Asió del brazo a Elena y la condujo al harén, donde estaban esperando las otras invitadas. Los eunucos se llevaron a la pequeña novia, para presentarla a su marido y al sultán antes de devolverla a las mujeres.
Cuando hubo salido su hija, Elena dijo a su hermana, en tono apremiante:
– Tea, quisiera hablar en privado contigo antes de que vuelva Alexis.
– Ven conmigo -fue la respuesta.
Y la emperatriz de Bizancio siguió a la esposa del sultán a una cámara privada, donde ambas se sentaron a una mesa baja, cara a cara.
– Traed zumo de frutas y pasteles de miel -ordenó Teadora. Y en cuanto las esclavas hubieron cumplido la orden, las despidió y, mirando fijamente a su hermana, preguntó-: ¿Y bien, Elena?
La emperatriz vaciló. Tragó saliva y dijo:
– No hemos sido muy amigas desde nuestra infancia, hermana.
– Nunca lo fuimos, hermana -fue la rápida respuesta-. Siempre estabas zahiriéndome con el hecho de que un día serías emperatriz de Bizancio, mientras que yo no sería más que la concubina del «infiel».
– ¡Y por esto te vengas ahora sometiendo a mi amada hija a esta farsa matrimonial! -gritó Elena.

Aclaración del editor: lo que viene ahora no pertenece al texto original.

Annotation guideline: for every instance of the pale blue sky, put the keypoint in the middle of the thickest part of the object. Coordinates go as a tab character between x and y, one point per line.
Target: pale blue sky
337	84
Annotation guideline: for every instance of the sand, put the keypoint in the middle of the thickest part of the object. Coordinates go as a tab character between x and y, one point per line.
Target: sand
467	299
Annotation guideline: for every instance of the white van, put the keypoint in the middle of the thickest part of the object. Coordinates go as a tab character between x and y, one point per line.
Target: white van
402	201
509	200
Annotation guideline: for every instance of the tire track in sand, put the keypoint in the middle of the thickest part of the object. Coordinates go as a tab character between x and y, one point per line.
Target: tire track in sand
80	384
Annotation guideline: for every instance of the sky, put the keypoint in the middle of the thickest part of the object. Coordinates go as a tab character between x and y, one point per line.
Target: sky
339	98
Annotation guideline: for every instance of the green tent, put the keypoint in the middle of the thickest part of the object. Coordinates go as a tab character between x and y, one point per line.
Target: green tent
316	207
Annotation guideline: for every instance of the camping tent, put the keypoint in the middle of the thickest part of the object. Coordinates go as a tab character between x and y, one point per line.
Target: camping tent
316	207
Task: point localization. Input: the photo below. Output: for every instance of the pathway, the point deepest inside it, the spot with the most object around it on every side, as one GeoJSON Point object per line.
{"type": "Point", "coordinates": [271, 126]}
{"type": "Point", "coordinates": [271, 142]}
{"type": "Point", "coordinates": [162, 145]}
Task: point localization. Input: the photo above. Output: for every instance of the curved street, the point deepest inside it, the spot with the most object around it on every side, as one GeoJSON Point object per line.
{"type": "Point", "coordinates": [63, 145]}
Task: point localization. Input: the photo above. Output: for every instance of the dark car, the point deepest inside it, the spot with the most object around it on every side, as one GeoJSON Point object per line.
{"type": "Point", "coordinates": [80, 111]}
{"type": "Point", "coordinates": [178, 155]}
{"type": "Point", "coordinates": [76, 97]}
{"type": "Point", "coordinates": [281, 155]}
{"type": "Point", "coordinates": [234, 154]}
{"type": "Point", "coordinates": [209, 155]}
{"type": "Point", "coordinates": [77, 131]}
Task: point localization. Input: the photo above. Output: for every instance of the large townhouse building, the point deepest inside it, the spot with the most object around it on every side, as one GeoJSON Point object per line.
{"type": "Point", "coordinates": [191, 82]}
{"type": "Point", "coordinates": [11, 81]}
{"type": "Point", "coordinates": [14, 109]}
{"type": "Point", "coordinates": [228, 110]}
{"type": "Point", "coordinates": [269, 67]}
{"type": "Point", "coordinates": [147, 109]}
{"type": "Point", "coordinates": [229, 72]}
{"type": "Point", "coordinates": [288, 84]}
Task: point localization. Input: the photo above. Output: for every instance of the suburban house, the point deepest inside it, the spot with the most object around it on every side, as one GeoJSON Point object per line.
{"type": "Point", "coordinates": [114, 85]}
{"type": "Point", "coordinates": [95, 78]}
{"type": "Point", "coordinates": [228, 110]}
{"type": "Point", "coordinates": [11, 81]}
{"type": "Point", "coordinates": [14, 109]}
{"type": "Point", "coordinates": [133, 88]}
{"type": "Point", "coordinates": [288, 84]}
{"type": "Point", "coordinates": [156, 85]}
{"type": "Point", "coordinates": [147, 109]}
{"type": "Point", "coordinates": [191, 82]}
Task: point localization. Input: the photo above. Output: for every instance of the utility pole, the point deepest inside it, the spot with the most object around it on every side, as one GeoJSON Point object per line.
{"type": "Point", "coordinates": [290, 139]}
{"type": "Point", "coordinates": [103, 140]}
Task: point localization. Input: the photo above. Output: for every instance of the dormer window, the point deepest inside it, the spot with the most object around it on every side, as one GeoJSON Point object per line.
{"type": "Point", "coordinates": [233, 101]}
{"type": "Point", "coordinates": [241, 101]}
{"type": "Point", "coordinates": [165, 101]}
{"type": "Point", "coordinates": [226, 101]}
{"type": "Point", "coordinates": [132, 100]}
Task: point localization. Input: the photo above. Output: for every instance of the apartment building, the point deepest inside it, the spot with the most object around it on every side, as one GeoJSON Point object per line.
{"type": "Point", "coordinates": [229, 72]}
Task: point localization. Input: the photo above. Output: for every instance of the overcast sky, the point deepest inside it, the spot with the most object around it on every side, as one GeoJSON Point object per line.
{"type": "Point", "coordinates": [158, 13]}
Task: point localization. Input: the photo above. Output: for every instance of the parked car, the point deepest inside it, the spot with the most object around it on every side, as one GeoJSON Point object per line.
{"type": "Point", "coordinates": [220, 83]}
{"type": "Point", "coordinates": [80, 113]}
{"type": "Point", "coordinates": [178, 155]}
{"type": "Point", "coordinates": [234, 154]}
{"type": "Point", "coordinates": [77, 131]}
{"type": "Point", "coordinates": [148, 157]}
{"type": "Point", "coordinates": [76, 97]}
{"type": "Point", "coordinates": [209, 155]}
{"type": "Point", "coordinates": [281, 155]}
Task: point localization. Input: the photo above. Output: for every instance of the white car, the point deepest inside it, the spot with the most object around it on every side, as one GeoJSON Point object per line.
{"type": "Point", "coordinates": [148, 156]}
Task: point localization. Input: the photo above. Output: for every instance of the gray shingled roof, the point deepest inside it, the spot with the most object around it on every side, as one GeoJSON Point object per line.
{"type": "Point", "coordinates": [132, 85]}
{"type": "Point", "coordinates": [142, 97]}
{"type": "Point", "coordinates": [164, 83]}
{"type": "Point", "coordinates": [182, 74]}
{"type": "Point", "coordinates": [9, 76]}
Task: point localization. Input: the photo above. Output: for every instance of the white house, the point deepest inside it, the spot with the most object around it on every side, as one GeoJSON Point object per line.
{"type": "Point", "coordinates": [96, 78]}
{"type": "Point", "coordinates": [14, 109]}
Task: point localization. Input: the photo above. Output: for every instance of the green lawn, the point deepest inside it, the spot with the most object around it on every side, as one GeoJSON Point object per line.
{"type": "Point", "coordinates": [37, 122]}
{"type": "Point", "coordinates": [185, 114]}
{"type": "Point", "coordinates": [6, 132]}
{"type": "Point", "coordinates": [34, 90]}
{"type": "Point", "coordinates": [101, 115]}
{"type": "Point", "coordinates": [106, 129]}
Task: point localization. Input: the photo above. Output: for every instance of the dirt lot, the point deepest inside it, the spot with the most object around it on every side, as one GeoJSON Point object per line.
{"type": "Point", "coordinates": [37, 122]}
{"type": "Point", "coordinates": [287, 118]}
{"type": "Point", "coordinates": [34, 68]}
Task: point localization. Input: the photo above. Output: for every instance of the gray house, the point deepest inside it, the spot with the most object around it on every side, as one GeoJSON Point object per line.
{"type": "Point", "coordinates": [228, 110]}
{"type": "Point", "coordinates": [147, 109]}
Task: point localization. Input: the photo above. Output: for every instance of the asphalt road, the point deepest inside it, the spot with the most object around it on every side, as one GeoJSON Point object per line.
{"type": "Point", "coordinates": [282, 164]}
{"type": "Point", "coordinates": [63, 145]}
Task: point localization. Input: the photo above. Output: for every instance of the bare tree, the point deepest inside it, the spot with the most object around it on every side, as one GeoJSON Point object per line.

– ¡Tú has tenido la culpa, hermana! -saltó Teadora, perdida ya la paciencia-. Si no hubiese tratado de que Halil y yo fuésemos asesinados, tu hija habría podido ser reina de Moscovia. ¡Dios mío, Elena! ¿Cómo pudiste? ¿Creíste realmente que podías destruir al otomano con esta perfidia? El imperio de Constantino y Justiniano es como un hombre moribundo, hermana, mientras que el de Osmán el Turco es como un muchacho vigoroso. Nosotros somos el futuro, tanto si te gusta como si no, Elena. No puedes destruirnos matando a una mujer y a un niño. Temo que Orján está llegando al término de su vida, pero el príncipe Murat será un poderoso sultán, te lo aseguro.

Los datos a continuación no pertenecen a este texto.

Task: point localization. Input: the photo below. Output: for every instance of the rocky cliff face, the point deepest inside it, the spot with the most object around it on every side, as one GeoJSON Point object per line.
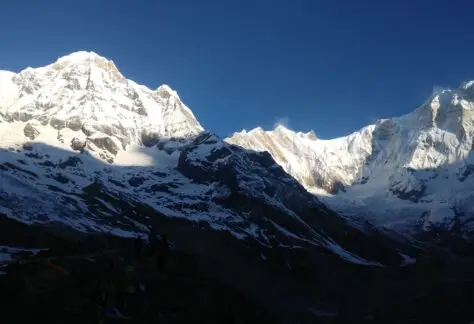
{"type": "Point", "coordinates": [400, 172]}
{"type": "Point", "coordinates": [79, 135]}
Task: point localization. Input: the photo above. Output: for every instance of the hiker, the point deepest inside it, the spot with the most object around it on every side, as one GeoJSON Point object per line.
{"type": "Point", "coordinates": [153, 240]}
{"type": "Point", "coordinates": [162, 249]}
{"type": "Point", "coordinates": [138, 245]}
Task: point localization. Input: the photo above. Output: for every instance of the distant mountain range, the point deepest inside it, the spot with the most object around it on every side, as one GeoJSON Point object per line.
{"type": "Point", "coordinates": [411, 173]}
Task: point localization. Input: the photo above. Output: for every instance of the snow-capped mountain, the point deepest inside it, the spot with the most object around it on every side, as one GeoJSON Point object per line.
{"type": "Point", "coordinates": [85, 95]}
{"type": "Point", "coordinates": [401, 172]}
{"type": "Point", "coordinates": [82, 146]}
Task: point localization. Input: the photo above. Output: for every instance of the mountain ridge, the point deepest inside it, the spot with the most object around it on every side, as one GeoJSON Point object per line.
{"type": "Point", "coordinates": [391, 162]}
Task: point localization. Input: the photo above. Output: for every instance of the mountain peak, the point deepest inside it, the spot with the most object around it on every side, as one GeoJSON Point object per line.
{"type": "Point", "coordinates": [166, 92]}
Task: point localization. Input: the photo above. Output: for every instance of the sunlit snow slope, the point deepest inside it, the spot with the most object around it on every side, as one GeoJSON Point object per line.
{"type": "Point", "coordinates": [82, 146]}
{"type": "Point", "coordinates": [407, 173]}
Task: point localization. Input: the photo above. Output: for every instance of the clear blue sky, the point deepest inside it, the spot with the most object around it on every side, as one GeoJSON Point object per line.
{"type": "Point", "coordinates": [332, 66]}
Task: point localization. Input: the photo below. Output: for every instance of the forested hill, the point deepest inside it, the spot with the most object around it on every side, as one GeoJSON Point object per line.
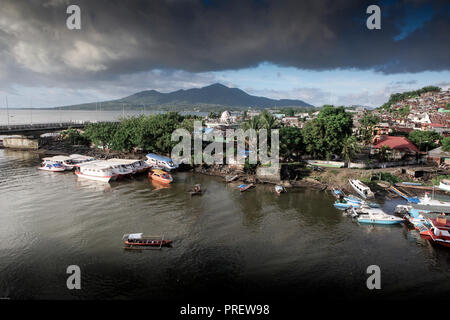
{"type": "Point", "coordinates": [209, 97]}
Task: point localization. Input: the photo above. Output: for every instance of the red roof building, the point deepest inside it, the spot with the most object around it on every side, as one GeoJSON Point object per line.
{"type": "Point", "coordinates": [396, 143]}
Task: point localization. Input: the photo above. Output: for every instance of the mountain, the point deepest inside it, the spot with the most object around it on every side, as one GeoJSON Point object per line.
{"type": "Point", "coordinates": [215, 95]}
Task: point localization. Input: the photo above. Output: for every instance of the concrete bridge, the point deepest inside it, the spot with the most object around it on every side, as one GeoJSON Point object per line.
{"type": "Point", "coordinates": [40, 128]}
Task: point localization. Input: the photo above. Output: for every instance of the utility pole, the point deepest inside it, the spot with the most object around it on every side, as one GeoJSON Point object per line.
{"type": "Point", "coordinates": [7, 110]}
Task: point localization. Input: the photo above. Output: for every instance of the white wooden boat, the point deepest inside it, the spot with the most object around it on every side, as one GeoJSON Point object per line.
{"type": "Point", "coordinates": [157, 161]}
{"type": "Point", "coordinates": [445, 185]}
{"type": "Point", "coordinates": [79, 158]}
{"type": "Point", "coordinates": [52, 167]}
{"type": "Point", "coordinates": [97, 170]}
{"type": "Point", "coordinates": [65, 161]}
{"type": "Point", "coordinates": [363, 190]}
{"type": "Point", "coordinates": [376, 216]}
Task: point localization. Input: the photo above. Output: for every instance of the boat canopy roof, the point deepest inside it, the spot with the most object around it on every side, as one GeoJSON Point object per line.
{"type": "Point", "coordinates": [360, 185]}
{"type": "Point", "coordinates": [58, 158]}
{"type": "Point", "coordinates": [159, 171]}
{"type": "Point", "coordinates": [158, 157]}
{"type": "Point", "coordinates": [99, 164]}
{"type": "Point", "coordinates": [80, 156]}
{"type": "Point", "coordinates": [123, 161]}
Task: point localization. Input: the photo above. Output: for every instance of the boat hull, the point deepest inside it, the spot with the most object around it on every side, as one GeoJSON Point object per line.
{"type": "Point", "coordinates": [52, 169]}
{"type": "Point", "coordinates": [377, 221]}
{"type": "Point", "coordinates": [95, 178]}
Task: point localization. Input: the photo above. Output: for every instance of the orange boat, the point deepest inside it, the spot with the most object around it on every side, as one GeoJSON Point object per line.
{"type": "Point", "coordinates": [160, 175]}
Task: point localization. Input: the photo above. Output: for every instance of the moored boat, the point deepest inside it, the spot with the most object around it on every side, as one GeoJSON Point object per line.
{"type": "Point", "coordinates": [160, 176]}
{"type": "Point", "coordinates": [52, 167]}
{"type": "Point", "coordinates": [245, 187]}
{"type": "Point", "coordinates": [79, 158]}
{"type": "Point", "coordinates": [96, 170]}
{"type": "Point", "coordinates": [363, 190]}
{"type": "Point", "coordinates": [140, 240]}
{"type": "Point", "coordinates": [438, 231]}
{"type": "Point", "coordinates": [376, 216]}
{"type": "Point", "coordinates": [444, 185]}
{"type": "Point", "coordinates": [279, 189]}
{"type": "Point", "coordinates": [65, 161]}
{"type": "Point", "coordinates": [157, 161]}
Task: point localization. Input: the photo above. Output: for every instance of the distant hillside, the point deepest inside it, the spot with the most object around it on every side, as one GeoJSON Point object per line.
{"type": "Point", "coordinates": [215, 96]}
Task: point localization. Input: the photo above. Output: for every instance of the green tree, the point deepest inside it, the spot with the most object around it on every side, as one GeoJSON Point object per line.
{"type": "Point", "coordinates": [324, 135]}
{"type": "Point", "coordinates": [367, 123]}
{"type": "Point", "coordinates": [383, 153]}
{"type": "Point", "coordinates": [254, 123]}
{"type": "Point", "coordinates": [101, 134]}
{"type": "Point", "coordinates": [424, 140]}
{"type": "Point", "coordinates": [268, 121]}
{"type": "Point", "coordinates": [349, 148]}
{"type": "Point", "coordinates": [291, 143]}
{"type": "Point", "coordinates": [446, 144]}
{"type": "Point", "coordinates": [73, 136]}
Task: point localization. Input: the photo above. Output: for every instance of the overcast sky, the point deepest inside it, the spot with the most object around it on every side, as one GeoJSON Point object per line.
{"type": "Point", "coordinates": [317, 51]}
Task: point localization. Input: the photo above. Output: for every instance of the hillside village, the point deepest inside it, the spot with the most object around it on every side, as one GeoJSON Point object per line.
{"type": "Point", "coordinates": [391, 127]}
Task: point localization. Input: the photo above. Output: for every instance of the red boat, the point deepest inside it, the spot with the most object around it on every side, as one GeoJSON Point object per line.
{"type": "Point", "coordinates": [439, 232]}
{"type": "Point", "coordinates": [138, 240]}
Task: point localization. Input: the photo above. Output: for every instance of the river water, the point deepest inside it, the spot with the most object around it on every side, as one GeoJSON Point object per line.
{"type": "Point", "coordinates": [252, 244]}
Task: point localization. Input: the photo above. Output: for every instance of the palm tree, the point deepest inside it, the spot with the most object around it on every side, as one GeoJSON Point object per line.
{"type": "Point", "coordinates": [349, 148]}
{"type": "Point", "coordinates": [268, 121]}
{"type": "Point", "coordinates": [254, 123]}
{"type": "Point", "coordinates": [383, 153]}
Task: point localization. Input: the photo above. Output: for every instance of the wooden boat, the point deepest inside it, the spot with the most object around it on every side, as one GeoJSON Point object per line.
{"type": "Point", "coordinates": [444, 185]}
{"type": "Point", "coordinates": [196, 193]}
{"type": "Point", "coordinates": [64, 161]}
{"type": "Point", "coordinates": [157, 161]}
{"type": "Point", "coordinates": [245, 187]}
{"type": "Point", "coordinates": [279, 189]}
{"type": "Point", "coordinates": [363, 190]}
{"type": "Point", "coordinates": [383, 184]}
{"type": "Point", "coordinates": [139, 240]}
{"type": "Point", "coordinates": [437, 231]}
{"type": "Point", "coordinates": [96, 170]}
{"type": "Point", "coordinates": [231, 178]}
{"type": "Point", "coordinates": [376, 216]}
{"type": "Point", "coordinates": [52, 167]}
{"type": "Point", "coordinates": [160, 176]}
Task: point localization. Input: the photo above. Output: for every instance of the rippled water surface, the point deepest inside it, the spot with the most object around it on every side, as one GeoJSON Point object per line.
{"type": "Point", "coordinates": [225, 242]}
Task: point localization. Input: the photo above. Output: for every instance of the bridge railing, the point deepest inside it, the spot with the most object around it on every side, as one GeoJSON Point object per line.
{"type": "Point", "coordinates": [52, 125]}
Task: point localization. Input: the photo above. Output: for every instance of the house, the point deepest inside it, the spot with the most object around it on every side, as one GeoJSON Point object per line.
{"type": "Point", "coordinates": [291, 121]}
{"type": "Point", "coordinates": [439, 156]}
{"type": "Point", "coordinates": [399, 146]}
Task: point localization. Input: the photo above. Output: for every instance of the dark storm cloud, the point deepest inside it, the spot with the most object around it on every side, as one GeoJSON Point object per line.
{"type": "Point", "coordinates": [123, 37]}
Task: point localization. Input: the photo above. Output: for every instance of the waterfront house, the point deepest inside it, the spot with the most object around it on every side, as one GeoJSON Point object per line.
{"type": "Point", "coordinates": [399, 146]}
{"type": "Point", "coordinates": [438, 156]}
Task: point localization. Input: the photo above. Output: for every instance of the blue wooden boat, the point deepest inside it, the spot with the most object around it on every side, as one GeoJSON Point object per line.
{"type": "Point", "coordinates": [377, 216]}
{"type": "Point", "coordinates": [245, 187]}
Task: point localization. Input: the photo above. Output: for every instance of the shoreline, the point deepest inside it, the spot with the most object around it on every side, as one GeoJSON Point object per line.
{"type": "Point", "coordinates": [291, 176]}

– ¿Por qué habría de ser Murat sultán, Tea? Si Orján prefiriese a Halil… -La emperatriz hizo una pausa momentánea, después prosiguió-: Con una madre cristiana y una esposa cristiana, Halil podría convertirse fácilmente al cristianismo, y con él, ¡todo su imperio! ¡Dios mío, Tea! Seríamos santificadas por haber concertado este matrimonio.

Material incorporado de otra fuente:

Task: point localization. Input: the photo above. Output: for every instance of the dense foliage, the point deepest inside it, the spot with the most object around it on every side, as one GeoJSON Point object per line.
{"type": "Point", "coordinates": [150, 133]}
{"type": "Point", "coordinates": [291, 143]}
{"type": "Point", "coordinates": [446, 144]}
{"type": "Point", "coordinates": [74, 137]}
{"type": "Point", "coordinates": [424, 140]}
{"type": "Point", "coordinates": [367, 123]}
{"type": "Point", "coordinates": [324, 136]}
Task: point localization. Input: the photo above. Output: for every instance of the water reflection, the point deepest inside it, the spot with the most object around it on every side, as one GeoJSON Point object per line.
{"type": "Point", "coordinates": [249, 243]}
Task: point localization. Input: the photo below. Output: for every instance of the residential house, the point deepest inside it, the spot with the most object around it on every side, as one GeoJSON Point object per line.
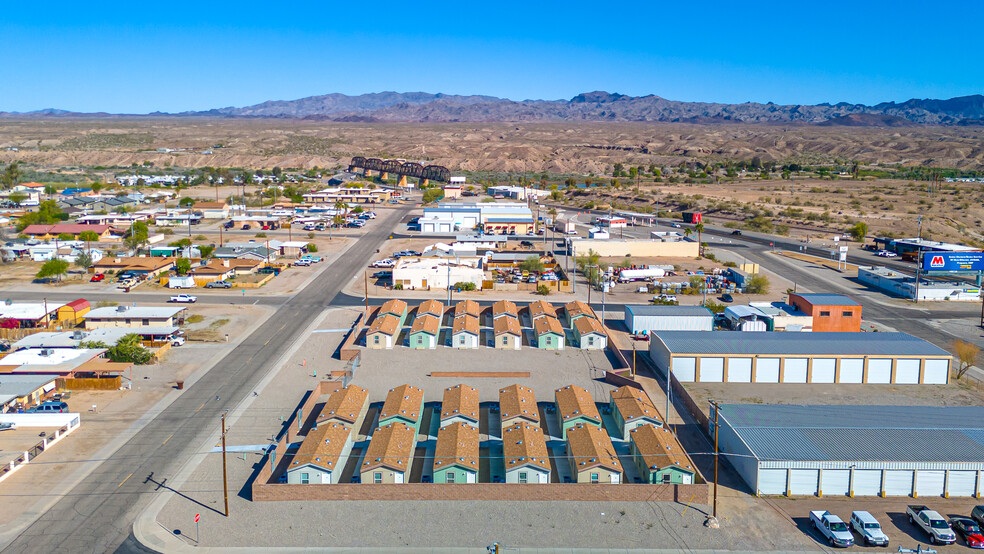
{"type": "Point", "coordinates": [549, 334]}
{"type": "Point", "coordinates": [460, 405]}
{"type": "Point", "coordinates": [517, 404]}
{"type": "Point", "coordinates": [508, 334]}
{"type": "Point", "coordinates": [383, 331]}
{"type": "Point", "coordinates": [424, 332]}
{"type": "Point", "coordinates": [660, 457]}
{"type": "Point", "coordinates": [631, 407]}
{"type": "Point", "coordinates": [575, 407]}
{"type": "Point", "coordinates": [389, 455]}
{"type": "Point", "coordinates": [592, 455]}
{"type": "Point", "coordinates": [404, 404]}
{"type": "Point", "coordinates": [465, 332]}
{"type": "Point", "coordinates": [524, 450]}
{"type": "Point", "coordinates": [588, 334]}
{"type": "Point", "coordinates": [456, 454]}
{"type": "Point", "coordinates": [318, 457]}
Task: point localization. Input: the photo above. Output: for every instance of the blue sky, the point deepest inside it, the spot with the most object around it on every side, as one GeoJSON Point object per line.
{"type": "Point", "coordinates": [137, 57]}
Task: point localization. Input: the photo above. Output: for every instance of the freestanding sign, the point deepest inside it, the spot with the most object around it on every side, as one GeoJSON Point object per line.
{"type": "Point", "coordinates": [953, 261]}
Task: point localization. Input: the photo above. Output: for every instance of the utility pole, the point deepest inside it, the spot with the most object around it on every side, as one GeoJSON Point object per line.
{"type": "Point", "coordinates": [225, 475]}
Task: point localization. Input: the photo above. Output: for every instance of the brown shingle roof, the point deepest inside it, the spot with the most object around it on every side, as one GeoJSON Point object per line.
{"type": "Point", "coordinates": [432, 307]}
{"type": "Point", "coordinates": [322, 446]}
{"type": "Point", "coordinates": [590, 447]}
{"type": "Point", "coordinates": [465, 323]}
{"type": "Point", "coordinates": [403, 401]}
{"type": "Point", "coordinates": [457, 444]}
{"type": "Point", "coordinates": [524, 444]}
{"type": "Point", "coordinates": [394, 306]}
{"type": "Point", "coordinates": [460, 400]}
{"type": "Point", "coordinates": [573, 401]}
{"type": "Point", "coordinates": [659, 448]}
{"type": "Point", "coordinates": [426, 324]}
{"type": "Point", "coordinates": [542, 308]}
{"type": "Point", "coordinates": [387, 324]}
{"type": "Point", "coordinates": [504, 307]}
{"type": "Point", "coordinates": [546, 325]}
{"type": "Point", "coordinates": [507, 325]}
{"type": "Point", "coordinates": [588, 325]}
{"type": "Point", "coordinates": [345, 405]}
{"type": "Point", "coordinates": [391, 447]}
{"type": "Point", "coordinates": [467, 307]}
{"type": "Point", "coordinates": [633, 403]}
{"type": "Point", "coordinates": [518, 401]}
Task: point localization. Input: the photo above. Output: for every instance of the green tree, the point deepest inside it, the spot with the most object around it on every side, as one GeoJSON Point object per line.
{"type": "Point", "coordinates": [53, 268]}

Teadora lanzó una carcajada y siguió riendo hasta que perdió la fuerza y sus ojos se llenaron de lágrimas. Por fin dijo:
– Elena, no has cambiado. ¡Eres tan tonta como siempre! Para empezar, Halil está lisiado, y doy gracias a Dios por ello. De lo contrario, lo primero que haría su medio hermano al convertirse en sultán sería ordenar su muerte. Si Halil no tuviese ningún defecto podría gobernar, pero la ley no permite un sultán física o mentalmente incapaz. Mi hijo está lisiado y el de Anastasia está loco. Mi señor Orján sólo tiene a Murat.
– Y al hijo de Murat -dijo Elena.
Teadora dio gracias a Dios por estar sentada, pues, de otro modo se había desmayado.
– Murat no tiene ningún hijo -replicó, con voz sorprendentemente tranquila.